Parameter Estimator Module

`SRToolkit.evaluation.parameter_estimator`

This module contains the ParameterEstimator class, which is used to estimate the parameters of an expression.

`ParameterEstimator`

Source code in SRToolkit/evaluation/parameter_estimator.py

class ParameterEstimator:
    def __init__(self, X: np.ndarray, y: np.ndarray, symbol_library: SymbolLibrary=SymbolLibrary.default_symbols(), **kwargs):
        """
        Initializes an instance of the ParameterEstimator class.

        Examples:
            >>> X = np.array([[1, 2], [8, 4], [5, 4], [7, 9], ])
            >>> y = np.array([3, 0, 3, 11])
            >>> pe = ParameterEstimator(X, y)
            >>> rmse, constants = pe.estimate_parameters(["C", "*", "X_1", "-", "X_0"])
            >>> print(rmse < 1e-6)
            True
            >>> print(1.99 < constants[0] < 2.01)
            True

        Args:
            X: The input data to be used in parameter estimation for variables. We assume that X is a 2D array
                with shape (n_samples, n_features).
            y: The target values to be used in parameter estimation.
            symbol_library: The symbol library to use. Defaults to SymbolLibrary.default_symbols().

        Keyword Arguments:
            method str: The method to be used for minimization. Currently, only "L-BFGS-B" is supported/tested. Default is "L-BFGS-B".
            tol float: The tolerance for termination. Default is 1e-6.
            gtol float: The tolerance for the gradient norm. Default is 1e-3.
            max_iter int: The maximum number of iterations. Default is 100.
            bounds List[float]: A list of two elements, specifying the lower and upper bounds for the constant values. Default is [-5, 5].
            initialization str: The method to use for initializing the constant values. Currently, only "random" and "mean" are supported. "random" creates a vector with random values
                                sampled within the bounds. "mean" creates a vector where all values are calculated as (lower_bound + upper_bound)/2. Default is "random".
            max_constants int: The maximum number of constants allowed in the expression. Default is 8.
            max_expr_length int: The maximum length of the expression. Default is -1 (no limit).

        Methods:
            estimate_parameters(expr: List[str]): Estimates the parameters of an expression by minimizing the error between the predicted and actual values.
        """
        self.symbol_library = symbol_library
        self.X = X
        self.y = y
        # self.stats = {"success": 0, "failure": 0, "steps": dict(), "num_constants": dict(), "failed_constants": dict()}

        self.estimation_settings = {
                "method": "L-BFGS-B",
                "tol": 1e-6,
                "gtol": 1e-3,
                "max_iter": 100,
                "bounds": [-5, 5],
                "initialization": "random", # random, mean
                "max_constants": 8,
                "max_expr_length": -1
        }

        if kwargs:
            self.estimation_settings.update(kwargs)

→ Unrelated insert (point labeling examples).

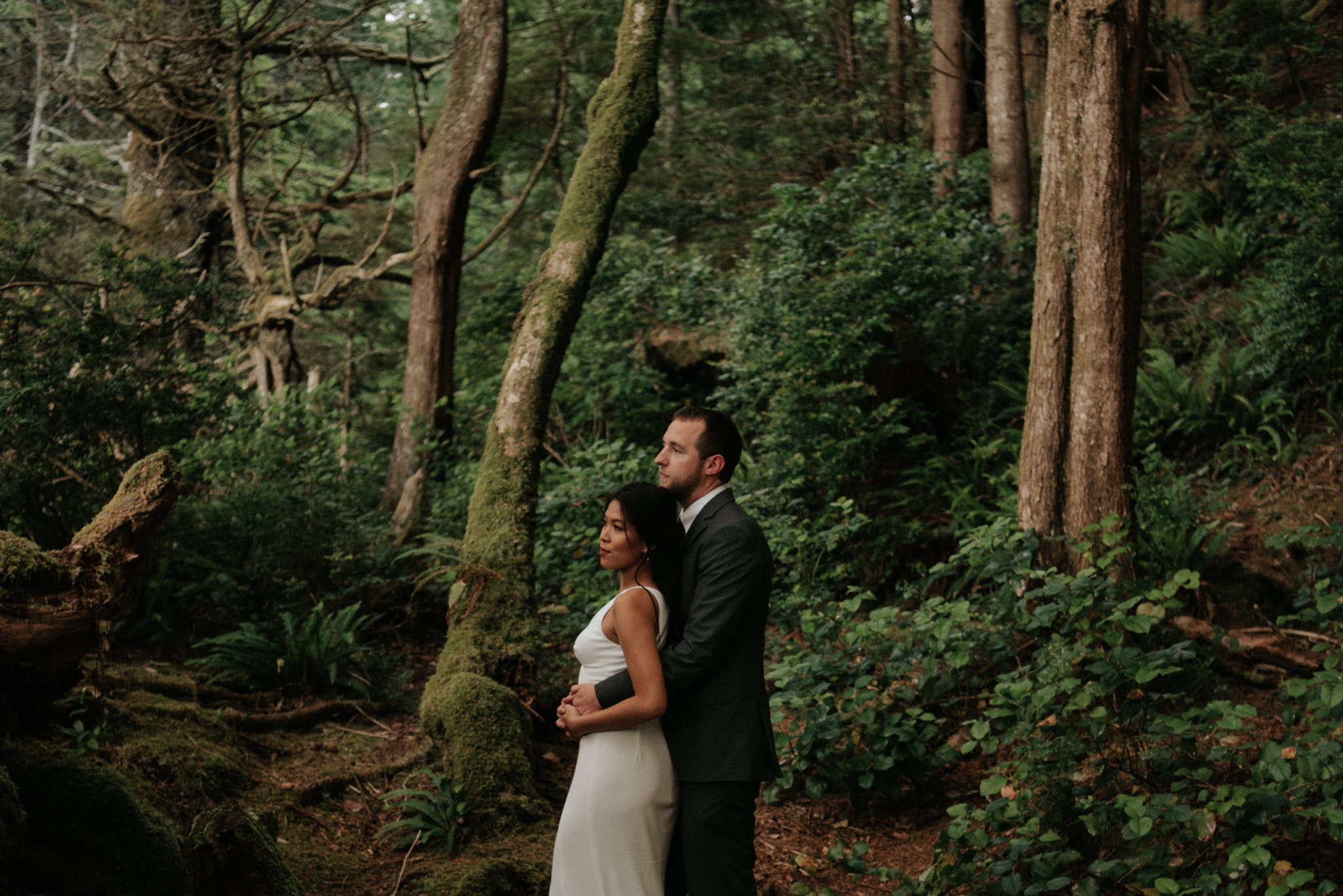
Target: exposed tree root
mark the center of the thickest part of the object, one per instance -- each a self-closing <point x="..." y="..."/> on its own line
<point x="1263" y="656"/>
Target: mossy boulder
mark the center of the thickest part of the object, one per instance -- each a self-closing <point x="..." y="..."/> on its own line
<point x="233" y="853"/>
<point x="504" y="876"/>
<point x="14" y="821"/>
<point x="484" y="734"/>
<point x="89" y="833"/>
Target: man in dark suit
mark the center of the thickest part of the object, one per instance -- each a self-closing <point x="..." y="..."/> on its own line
<point x="717" y="720"/>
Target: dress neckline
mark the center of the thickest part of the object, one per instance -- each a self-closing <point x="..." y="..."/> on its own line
<point x="601" y="617"/>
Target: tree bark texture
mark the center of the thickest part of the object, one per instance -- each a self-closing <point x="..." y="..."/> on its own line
<point x="469" y="709"/>
<point x="443" y="184"/>
<point x="1034" y="65"/>
<point x="51" y="601"/>
<point x="847" y="73"/>
<point x="896" y="68"/>
<point x="171" y="106"/>
<point x="1077" y="436"/>
<point x="1185" y="16"/>
<point x="948" y="79"/>
<point x="1009" y="166"/>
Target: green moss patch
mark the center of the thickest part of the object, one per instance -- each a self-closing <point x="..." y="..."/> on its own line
<point x="89" y="832"/>
<point x="233" y="853"/>
<point x="487" y="742"/>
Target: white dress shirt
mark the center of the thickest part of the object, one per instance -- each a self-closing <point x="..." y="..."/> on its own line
<point x="693" y="511"/>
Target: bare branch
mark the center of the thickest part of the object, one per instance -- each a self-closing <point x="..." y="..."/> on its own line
<point x="536" y="172"/>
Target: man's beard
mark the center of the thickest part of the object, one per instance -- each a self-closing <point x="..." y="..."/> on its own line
<point x="685" y="488"/>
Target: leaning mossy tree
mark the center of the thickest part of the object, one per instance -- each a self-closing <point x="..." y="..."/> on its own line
<point x="51" y="602"/>
<point x="471" y="707"/>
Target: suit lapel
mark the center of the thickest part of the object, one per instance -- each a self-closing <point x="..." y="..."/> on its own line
<point x="702" y="520"/>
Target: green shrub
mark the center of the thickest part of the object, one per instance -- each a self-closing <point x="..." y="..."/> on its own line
<point x="1289" y="179"/>
<point x="426" y="815"/>
<point x="317" y="653"/>
<point x="873" y="325"/>
<point x="280" y="513"/>
<point x="1222" y="406"/>
<point x="1115" y="762"/>
<point x="1176" y="515"/>
<point x="864" y="701"/>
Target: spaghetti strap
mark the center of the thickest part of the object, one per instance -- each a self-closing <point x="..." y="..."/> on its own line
<point x="657" y="623"/>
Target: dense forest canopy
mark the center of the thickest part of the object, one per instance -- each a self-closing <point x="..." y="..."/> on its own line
<point x="1030" y="315"/>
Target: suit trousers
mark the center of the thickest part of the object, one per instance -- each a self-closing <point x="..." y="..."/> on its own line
<point x="713" y="841"/>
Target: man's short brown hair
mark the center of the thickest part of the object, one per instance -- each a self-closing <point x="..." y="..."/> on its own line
<point x="720" y="436"/>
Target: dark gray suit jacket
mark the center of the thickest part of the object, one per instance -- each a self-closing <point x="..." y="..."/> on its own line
<point x="717" y="720"/>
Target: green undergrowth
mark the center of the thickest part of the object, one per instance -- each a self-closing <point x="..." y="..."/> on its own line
<point x="1121" y="755"/>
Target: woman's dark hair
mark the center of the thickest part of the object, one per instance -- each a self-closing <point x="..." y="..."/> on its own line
<point x="656" y="516"/>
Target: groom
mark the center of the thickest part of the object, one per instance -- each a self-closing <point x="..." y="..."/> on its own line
<point x="717" y="720"/>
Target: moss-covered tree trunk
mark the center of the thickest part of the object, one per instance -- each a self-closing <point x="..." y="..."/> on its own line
<point x="171" y="105"/>
<point x="1077" y="435"/>
<point x="442" y="197"/>
<point x="52" y="601"/>
<point x="470" y="709"/>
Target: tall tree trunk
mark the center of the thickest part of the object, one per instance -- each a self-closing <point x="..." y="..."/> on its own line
<point x="172" y="111"/>
<point x="1033" y="68"/>
<point x="1077" y="436"/>
<point x="443" y="183"/>
<point x="672" y="111"/>
<point x="896" y="68"/>
<point x="492" y="644"/>
<point x="845" y="66"/>
<point x="24" y="92"/>
<point x="41" y="93"/>
<point x="1188" y="16"/>
<point x="948" y="81"/>
<point x="1009" y="167"/>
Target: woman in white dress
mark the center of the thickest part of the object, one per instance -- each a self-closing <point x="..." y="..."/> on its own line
<point x="616" y="830"/>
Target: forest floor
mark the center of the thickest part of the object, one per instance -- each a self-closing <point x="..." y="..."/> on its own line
<point x="324" y="786"/>
<point x="324" y="783"/>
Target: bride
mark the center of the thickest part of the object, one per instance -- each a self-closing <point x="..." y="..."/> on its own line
<point x="616" y="830"/>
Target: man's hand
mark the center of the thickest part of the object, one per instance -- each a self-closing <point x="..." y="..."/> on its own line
<point x="583" y="697"/>
<point x="563" y="716"/>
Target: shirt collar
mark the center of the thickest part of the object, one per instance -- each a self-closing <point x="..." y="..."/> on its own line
<point x="693" y="511"/>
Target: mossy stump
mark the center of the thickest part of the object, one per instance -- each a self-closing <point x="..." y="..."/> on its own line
<point x="485" y="738"/>
<point x="52" y="601"/>
<point x="233" y="853"/>
<point x="504" y="876"/>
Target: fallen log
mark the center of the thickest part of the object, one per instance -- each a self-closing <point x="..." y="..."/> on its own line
<point x="51" y="602"/>
<point x="1262" y="655"/>
<point x="296" y="719"/>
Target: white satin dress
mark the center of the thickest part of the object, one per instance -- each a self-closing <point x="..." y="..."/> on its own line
<point x="616" y="830"/>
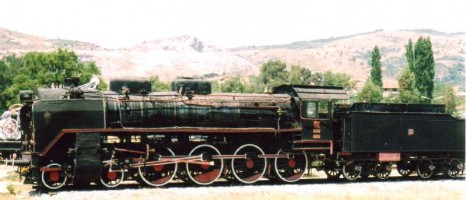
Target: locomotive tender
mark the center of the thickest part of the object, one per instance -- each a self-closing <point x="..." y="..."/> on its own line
<point x="80" y="136"/>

    def estimate_parameters(self, expr: Union[List[str], Node]) -> Tuple[float, np.ndarray]:
        """
        Estimates the parameters of an expression by minimizing the error between the predicted and actual values.

        Examples:
            >>> X = np.array([[1, 2], [8, 4], [5, 4], [7, 9], ])
            >>> y = np.array([3, 0, 3, 11])
            >>> pe = ParameterEstimator(X, y)
            >>> rmse, constants = pe.estimate_parameters(["C", "*", "X_1", "-", "X_0"])
            >>> print(rmse < 1e-6)
            True
            >>> print(1.99 < constants[0] < 2.01)
            True

        Args:
            expr: An expression. This should either be an instance of SRToolkit.utils.expression_tree.Node or a list of
                  tokens in the infix notation representing the expression to be evaluated.

        Returns:
            the root mean square error (RMSE) of the optimized expression.
            An array containing the optimized constant values.

        Notes:
            if the length of the expression exceeds the maximum allowed, NaN and an empty array are returned.
            If the number of constants in the expression exceeds the maximum allowed, NaN and an empty array are returned.
            If there are no constants in the expression, the RMSE is calculated directly without optimization.
        """
        if isinstance(expr, Node):
            expr_str = expr.to_list(notation="prefix")
            num_constants = sum([1 for t in expr_str if self.symbol_library.get_type(t) == "const"])
        else:
            num_constants = sum([1 for t in expr if self.symbol_library.get_type(t) == "const"])
        if 0 <= self.estimation_settings["max_constants"] < num_constants:
            return np.nan, np.array([])

        if 0 <= self.estimation_settings["max_expr_length"] < len(expr):
            return np.nan, np.array([])

        executable_error_fn = expr_to_error_function(expr, self.symbol_library)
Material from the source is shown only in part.